At North Park University, our classes ended on Wednesday, November 25th.  Originally, they were supposed to end on December 7th.  We choose to clip a week off of the term for the simple reason that we didn’t want students going home at Thanksgiving, being with family friends and then returning to school.  We eliminated the increased risk of spreading the virus.  It seemed like a good plan back in July when we made the decision.  It seemed like an even better plan given the fall surge we have experienced.

The long and short of this long preamble is that for the last week, I have been doing what I would have been doing if this were a normal school year.  I am grading and preparing my grades.  At the same time, I am communicating with students that barely reached out to me during the course of the semester.  Now that it is down to wire, they are reaching to find out what they can do to catch up and still get a decent grade.  The percentage of students that do this doesn’t vary much.  It is less than 20%, but in true Pareto fashion, they take up 80% of the time.

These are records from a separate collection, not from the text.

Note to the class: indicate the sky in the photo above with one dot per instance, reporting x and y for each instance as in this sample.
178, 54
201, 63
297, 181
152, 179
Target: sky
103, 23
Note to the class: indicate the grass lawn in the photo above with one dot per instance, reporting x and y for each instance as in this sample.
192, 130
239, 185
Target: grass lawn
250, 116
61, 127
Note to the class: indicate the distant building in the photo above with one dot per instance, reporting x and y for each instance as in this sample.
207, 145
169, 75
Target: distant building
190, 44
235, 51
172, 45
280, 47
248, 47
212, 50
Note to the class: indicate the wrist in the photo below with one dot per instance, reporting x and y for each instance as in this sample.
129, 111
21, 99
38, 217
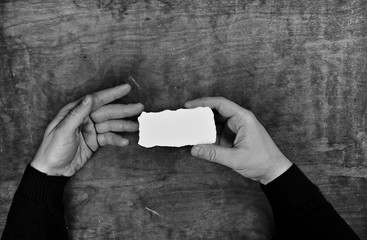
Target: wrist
279, 166
43, 167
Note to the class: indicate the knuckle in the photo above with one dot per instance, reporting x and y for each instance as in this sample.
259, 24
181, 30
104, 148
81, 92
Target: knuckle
101, 139
212, 154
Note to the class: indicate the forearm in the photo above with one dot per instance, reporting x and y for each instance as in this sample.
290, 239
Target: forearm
301, 211
37, 210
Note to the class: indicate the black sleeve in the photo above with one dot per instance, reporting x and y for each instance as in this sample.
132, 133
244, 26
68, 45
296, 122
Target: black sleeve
37, 210
301, 211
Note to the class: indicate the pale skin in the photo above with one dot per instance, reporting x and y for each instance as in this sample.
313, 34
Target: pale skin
81, 127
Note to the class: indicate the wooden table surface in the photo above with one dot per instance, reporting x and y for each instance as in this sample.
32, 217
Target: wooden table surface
300, 66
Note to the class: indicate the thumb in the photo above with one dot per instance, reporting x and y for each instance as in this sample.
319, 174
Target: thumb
77, 115
212, 153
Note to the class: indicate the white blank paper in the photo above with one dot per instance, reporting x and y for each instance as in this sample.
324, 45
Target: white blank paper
177, 128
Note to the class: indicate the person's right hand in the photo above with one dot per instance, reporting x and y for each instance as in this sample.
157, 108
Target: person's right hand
252, 153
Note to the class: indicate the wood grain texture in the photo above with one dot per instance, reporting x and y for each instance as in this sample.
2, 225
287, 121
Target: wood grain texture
300, 66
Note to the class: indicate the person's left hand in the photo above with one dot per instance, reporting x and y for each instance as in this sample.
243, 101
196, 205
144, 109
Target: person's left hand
81, 127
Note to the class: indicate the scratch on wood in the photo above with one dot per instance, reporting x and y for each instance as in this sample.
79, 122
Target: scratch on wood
234, 17
133, 80
150, 210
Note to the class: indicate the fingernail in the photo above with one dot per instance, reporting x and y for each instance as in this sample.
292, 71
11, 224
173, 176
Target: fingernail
196, 151
124, 142
86, 100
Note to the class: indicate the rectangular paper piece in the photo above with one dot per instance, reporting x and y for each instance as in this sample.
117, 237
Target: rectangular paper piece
177, 128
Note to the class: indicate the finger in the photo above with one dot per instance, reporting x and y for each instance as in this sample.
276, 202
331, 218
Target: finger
112, 139
213, 153
225, 107
61, 115
78, 114
109, 95
116, 111
117, 126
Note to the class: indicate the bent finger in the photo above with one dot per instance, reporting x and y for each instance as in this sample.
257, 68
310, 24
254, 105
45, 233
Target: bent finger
214, 153
117, 126
116, 111
112, 139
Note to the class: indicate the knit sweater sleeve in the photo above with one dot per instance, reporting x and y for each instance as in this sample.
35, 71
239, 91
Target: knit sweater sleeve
301, 211
37, 210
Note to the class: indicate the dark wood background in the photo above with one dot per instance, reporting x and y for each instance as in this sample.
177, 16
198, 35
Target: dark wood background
300, 66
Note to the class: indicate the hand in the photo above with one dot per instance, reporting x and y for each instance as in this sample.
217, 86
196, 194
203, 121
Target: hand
81, 127
251, 152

With advising students for the next term, the way assignments, exams, and papers crescendo at the end of the term, and my natural proclivity to procrastinate make me one busy professor when classes end.   So, this is as normal a work week as I have had since the pandemic started.  I am just at home grading.  I am only reminded of the pandemic when I have to attend our Campus Pandemic Response Task Force meeting, go out for groceries, or watch the news for which, luckily, there is no time.

I touch base with my closest professor friends to see where we are and more so to share the kinds of amazing excuses or stories students seem to sling our way.  My colleague Daniel White Hodge, who teaches Communications, seems to be a magnet for such excuses and he posts them on Facebook.  Here is one of the best posted earlier this week.  It was one of the best ever:

Student:  Professor I Don’t understand the assignment.

Me: ok, which part?

Student: all of it.

Me: yes, but what specifically?

Student: The assignment.

Me: Umm. Ok. I can’t help you with non specifics

Student: what are we supposed to do. There’s work for this class?

Me:  😕😑😏

     I responded with one of my own about a student that hasn’t come to class for weeks and hasn’t turned anything in for even longer.

Student: What can I do in the next two days to... um... get an A.

Me: Create a time machine, go back, say, 10 weeks and ask me the same question.

     Like I said it is great to have a normal work week in the midst of this pandemic.